Early adopters tend to pull new innovative products almost out of the hands of  providers - even if it is not (yet) completely ready or reliable - and gladly change their way of working to accommodate the usage of the new innovation, if only because they could not bring their own products to market without the innovation. Think of services like the Flicker photo service, the Netflix video service or a file sharing service such a Dropbox, they gladly invented or embraced new methods (such as devops) to make optimal use of the new innovation called cloud.

However, the majority of the market is not that flexible and will only adjust its way of working if the innovation has become the generally accepted way of working. This is of course a catch 22 because if the larger market is not adopting it, it is never going to become the generally accepted and common way of doing things.

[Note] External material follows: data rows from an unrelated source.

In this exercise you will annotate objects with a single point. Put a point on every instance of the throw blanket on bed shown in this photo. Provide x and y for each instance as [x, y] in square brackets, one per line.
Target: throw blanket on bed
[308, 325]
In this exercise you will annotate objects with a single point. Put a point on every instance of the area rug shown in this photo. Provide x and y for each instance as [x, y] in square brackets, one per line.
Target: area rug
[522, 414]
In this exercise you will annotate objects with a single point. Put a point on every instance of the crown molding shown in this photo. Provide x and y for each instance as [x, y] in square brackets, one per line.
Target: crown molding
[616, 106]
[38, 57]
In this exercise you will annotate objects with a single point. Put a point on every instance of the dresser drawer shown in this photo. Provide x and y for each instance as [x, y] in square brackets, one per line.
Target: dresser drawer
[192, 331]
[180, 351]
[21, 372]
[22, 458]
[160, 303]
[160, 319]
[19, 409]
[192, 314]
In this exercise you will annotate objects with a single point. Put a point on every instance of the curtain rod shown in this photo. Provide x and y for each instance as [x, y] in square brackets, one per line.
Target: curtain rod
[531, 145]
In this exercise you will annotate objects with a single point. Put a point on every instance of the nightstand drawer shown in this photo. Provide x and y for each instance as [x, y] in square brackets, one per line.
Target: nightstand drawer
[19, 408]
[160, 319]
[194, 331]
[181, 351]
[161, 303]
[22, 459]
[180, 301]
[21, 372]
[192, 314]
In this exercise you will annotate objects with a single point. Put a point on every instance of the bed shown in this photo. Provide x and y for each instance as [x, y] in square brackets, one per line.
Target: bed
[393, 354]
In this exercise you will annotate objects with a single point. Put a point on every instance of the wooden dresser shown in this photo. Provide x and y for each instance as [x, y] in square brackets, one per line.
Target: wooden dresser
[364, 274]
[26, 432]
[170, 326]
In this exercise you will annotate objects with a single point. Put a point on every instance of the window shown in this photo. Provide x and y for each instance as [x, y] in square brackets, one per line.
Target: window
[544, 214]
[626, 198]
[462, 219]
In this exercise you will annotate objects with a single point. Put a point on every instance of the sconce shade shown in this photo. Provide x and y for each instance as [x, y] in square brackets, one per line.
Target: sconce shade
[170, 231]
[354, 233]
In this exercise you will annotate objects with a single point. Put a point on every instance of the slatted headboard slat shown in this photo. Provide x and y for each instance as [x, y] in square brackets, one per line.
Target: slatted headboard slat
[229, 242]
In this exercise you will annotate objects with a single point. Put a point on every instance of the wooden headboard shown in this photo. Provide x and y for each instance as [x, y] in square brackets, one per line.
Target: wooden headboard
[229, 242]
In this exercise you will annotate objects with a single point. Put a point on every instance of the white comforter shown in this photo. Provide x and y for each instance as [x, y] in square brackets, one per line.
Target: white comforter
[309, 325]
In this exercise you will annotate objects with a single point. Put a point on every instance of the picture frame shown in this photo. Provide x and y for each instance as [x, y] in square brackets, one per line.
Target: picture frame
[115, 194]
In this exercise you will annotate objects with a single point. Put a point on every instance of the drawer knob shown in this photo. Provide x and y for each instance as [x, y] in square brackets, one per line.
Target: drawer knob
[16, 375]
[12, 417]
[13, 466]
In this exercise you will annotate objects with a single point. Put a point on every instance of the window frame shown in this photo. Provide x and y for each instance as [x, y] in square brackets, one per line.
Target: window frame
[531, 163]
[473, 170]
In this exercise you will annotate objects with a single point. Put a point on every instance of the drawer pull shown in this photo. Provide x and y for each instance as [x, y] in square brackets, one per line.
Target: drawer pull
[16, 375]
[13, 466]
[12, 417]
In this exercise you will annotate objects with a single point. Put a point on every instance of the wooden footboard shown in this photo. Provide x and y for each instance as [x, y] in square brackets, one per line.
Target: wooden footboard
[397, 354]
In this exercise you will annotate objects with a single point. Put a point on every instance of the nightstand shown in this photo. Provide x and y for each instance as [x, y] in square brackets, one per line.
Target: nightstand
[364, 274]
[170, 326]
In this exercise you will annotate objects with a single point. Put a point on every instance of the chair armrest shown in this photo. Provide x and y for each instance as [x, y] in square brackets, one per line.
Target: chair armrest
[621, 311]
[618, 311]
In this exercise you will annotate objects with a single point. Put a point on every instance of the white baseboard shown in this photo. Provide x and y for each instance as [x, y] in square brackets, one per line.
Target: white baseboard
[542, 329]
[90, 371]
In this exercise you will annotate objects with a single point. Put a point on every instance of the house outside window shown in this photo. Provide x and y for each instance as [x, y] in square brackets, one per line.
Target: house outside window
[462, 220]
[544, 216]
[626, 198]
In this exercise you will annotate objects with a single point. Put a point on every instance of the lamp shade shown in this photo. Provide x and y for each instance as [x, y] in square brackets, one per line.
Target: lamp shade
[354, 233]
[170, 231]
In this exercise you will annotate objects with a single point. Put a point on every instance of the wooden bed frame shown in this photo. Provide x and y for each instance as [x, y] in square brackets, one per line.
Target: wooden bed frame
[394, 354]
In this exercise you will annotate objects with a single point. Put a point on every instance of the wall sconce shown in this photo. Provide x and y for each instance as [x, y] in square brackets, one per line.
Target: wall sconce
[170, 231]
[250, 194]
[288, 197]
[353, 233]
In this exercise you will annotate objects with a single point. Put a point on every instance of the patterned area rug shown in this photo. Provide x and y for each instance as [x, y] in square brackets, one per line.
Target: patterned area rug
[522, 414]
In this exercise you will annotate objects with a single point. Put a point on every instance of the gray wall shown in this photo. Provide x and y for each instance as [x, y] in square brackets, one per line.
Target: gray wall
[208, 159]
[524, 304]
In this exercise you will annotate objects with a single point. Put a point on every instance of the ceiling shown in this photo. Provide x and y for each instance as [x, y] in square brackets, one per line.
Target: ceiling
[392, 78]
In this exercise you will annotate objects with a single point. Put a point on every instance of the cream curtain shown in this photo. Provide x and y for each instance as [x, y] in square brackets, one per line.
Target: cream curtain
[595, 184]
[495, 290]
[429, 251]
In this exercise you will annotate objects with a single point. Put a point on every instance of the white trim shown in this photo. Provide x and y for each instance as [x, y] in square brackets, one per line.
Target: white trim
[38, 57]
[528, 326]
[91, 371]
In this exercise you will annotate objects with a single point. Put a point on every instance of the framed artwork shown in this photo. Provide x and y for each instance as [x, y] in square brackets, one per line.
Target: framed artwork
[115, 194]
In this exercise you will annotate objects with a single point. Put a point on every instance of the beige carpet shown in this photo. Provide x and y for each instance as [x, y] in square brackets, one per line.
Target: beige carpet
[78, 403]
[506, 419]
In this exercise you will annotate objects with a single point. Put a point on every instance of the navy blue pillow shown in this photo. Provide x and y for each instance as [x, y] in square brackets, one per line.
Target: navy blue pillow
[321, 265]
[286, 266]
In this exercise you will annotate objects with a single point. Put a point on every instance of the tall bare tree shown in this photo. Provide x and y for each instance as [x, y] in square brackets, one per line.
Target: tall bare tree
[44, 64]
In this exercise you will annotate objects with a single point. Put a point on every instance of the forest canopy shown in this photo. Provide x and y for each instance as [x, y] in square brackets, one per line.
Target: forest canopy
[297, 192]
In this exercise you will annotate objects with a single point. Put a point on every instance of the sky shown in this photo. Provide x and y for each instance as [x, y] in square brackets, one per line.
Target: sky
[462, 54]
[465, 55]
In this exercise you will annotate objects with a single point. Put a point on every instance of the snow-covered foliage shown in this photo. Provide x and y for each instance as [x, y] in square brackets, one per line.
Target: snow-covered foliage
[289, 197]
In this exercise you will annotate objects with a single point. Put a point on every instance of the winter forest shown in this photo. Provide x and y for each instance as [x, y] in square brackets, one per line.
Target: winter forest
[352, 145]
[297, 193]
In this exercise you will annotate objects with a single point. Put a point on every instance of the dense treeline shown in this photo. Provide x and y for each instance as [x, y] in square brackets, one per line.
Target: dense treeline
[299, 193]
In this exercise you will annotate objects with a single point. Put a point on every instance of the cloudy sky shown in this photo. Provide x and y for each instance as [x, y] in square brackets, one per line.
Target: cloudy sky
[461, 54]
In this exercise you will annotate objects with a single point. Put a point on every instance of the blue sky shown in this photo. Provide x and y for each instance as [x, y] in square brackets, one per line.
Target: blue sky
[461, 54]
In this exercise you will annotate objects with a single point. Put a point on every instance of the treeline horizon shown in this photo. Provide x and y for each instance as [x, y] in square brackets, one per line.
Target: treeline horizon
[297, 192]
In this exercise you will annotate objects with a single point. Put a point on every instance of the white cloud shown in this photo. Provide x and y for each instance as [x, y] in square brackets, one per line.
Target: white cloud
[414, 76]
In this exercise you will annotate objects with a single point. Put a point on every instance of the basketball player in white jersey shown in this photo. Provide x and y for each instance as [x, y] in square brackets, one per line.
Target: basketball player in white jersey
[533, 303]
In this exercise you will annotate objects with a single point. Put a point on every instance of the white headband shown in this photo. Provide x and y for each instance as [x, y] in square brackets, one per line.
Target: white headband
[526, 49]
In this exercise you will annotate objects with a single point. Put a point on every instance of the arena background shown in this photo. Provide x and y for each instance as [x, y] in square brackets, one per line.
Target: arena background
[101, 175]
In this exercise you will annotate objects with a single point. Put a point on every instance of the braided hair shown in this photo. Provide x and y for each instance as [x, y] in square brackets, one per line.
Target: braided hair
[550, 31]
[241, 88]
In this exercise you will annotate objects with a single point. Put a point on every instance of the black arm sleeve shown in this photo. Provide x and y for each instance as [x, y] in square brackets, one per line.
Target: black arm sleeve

The way to bridge that chasm - still according to Moore – is by offering specific solutions that fit within the existing world of customers by addressing an existing, recognized problem. A long (very long) time ago - remeber the book first published in 1991 - Apple managed to successfully sell  its then innovation (graphical desktop computers) to the hesitant enterprise market by providing a specific solution for internal print shops. Their specific solution addressed a known need (getting management reports - remember those pre-powerpoint hard copy documents? - out more quickly),  it was sold as a full solution (including software and a compatible printer) and worked within the customers existing environment. The technology (in this case graphical desktops) could do a lot more, but the early majority of customers was not ready to accept it as anything more than a point solution.

Similarly for cloud computing. Large financial institutions will much easier (and much earlier) adopt a point solution in order to calculate their risk models, than flipping their complete ITIL-based data center strategy to make use of cloud servers (even though these cloud servers can run other workloads just fine). The next few years I personally expect much more  growth of such specific, vertical cloud services - offered and packaged as a full solution -  than a general transition to cloud as the new standard way to handle infrastructure. A market demand that incidentally provides  viable opportunities for local, smaller and more specialized cloud providers.

Sir Rod understood how to cross into larger markets a long time ago and is now celebrating unprecedented success with new audiences. He did this - after the crossing the Atlantic to his new homeland - by switching his repertoire to  the specific desires of his new audience with songs from the Great American Songbook (2002 onwards) but also with his rather sugary Soul Book ( 2009).